En synthèse, le stress agit sur la structure et le fonctionnement de régions cérébrales clés dans les fonctions cognitives, la régulation des émotions et les aspects comportementaux, eux-mêmes cruciaux dans l’élaboration de stratégies adaptatives face aux agents stresseurs. Ainsi, l’atteinte de ces structures conduit à un cercle vicieux au bout duquel les capacités d’adaptation à l’agent stresseur sont mises à mal. En plus de la vulnérabilité innée et/ou acquise, les effets neurotoxiques de la sécrétion des glucocorticoïdes viennent accentuer l’état de vulnérabilité biologique préexistante constituant ainsi un cercle vicieux du stress chronique.
2.4. Variabilité inter-individuelle de la vulnérabilité au stress
Face aux divers agents stresseurs, il existe une variabilité individuelle quant aux capacités à s’adapter [5,9,10]. Cette vulnérabilité individuelle est conditionnée par le patrimoine génétique, les expériences stressantes au cours du développement et leurs conséquences sur l’expression génétique de protéines impliquées dans les mécanismes de régulation du stress. Ainsi, plus l’individu sera exposé à des agents stresseurs précocement au cours de sa vie, plus il subira de conséquences néfastes sur son développement cérébral, en particulier concernant la spécialisation des cellules neuronales dans des régions clés dans l’adaptation. Il existe donc tout au cours de la vie une interrelation entre le patrimoine génétique et l’environnement de l’individu. Cette théorie de l’interaction gènes-environnement explique les trajectoires individuelles allant de fortes capacités d’adaptation aux agents stresseurs jusqu’au développement de pathologies psychiatriques liées au stress telles que la dépression ou les troubles anxieux, entre autres.

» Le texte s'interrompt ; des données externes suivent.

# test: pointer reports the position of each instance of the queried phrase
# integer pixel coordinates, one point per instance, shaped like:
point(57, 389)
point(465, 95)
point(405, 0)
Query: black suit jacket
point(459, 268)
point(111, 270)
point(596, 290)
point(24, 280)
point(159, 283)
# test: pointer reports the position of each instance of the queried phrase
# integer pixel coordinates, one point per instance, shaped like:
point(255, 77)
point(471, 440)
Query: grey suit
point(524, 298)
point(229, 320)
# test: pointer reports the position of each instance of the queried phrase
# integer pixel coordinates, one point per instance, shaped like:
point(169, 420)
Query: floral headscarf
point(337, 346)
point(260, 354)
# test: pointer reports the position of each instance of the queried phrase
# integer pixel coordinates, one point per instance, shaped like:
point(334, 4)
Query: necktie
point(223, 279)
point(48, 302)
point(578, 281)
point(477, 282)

3. Le concept d’allostasie et de charge allostatique
Le terme d’allostasie a été inventé par Sterling et Eyer (1988) [11] pour décrire les processus biologiques adaptatifs qui préservent « la stabilité au cours de changements ». En d’autres termes, ce concept recouvre les mécanismes biologiques que notre organisme met en œuvre afin de retrouver un état d’équilibre dit homéostatique.
Plus tard, Mc Ewen [9] complète la théorie de l’allostasie suggérant que « les hormones de stress qui sont essentielles à la survie de l’espèce peuvent avoir des effets néfastes sur la santé physique et mentale si elles sont sécrétées sur de plus longues périodes ». Ainsi le concept de charge allostatique correspond à l’accumulation des contraintes appliquées sur le système biologique – au premier rang desquels l’axe corticotrope – au cours du temps. Ainsi, elle peut être conceptualisée comme le prix à payer d’une adaptation prolongée à l’agent stresseur. Mis ensemble, les concepts d’allostasie et de charge allostatique permettent de rendre compte de la dynamique de réponse au stress. En effet, le stress perçu va dépendre de l’expérience individuelle passée, du patrimoine génétique, et des stratégies comportementales mises en place. Quand le cerveau identifie une expérience (interne ou externe) comme stressante, des réponses physiologiques et comportementales vont être initiées définissant alors le mécanisme d’allostasie. Au cours du temps, en cas d’exposition répétée ou intense à l’agent stresseur, l’allostasie – permise par la réponse neuronale, endocrinienne (hormones corticoïdes), immuno-inflammatoire – va être sur-sollicitée et ainsi accumuler de la charge allostatique. Ainsi, plus la charge allostatique est augmentée plus le risque de conséquence délétère sur les organes est importante. L’exposition chronique à l’agent stresseur conduira donc à un risque accru de dérégulation de l’homéostasie de l’organisme, par suite d’une cascade de processus inflammatoires, immunologiques, métaboliques. Les conséquences sur le long terme sont le risque de développement de pathologies cardiaques, immunitaires, métaboliques et neuropsychiatriques. Ces concepts sont résumés dans la figure 5.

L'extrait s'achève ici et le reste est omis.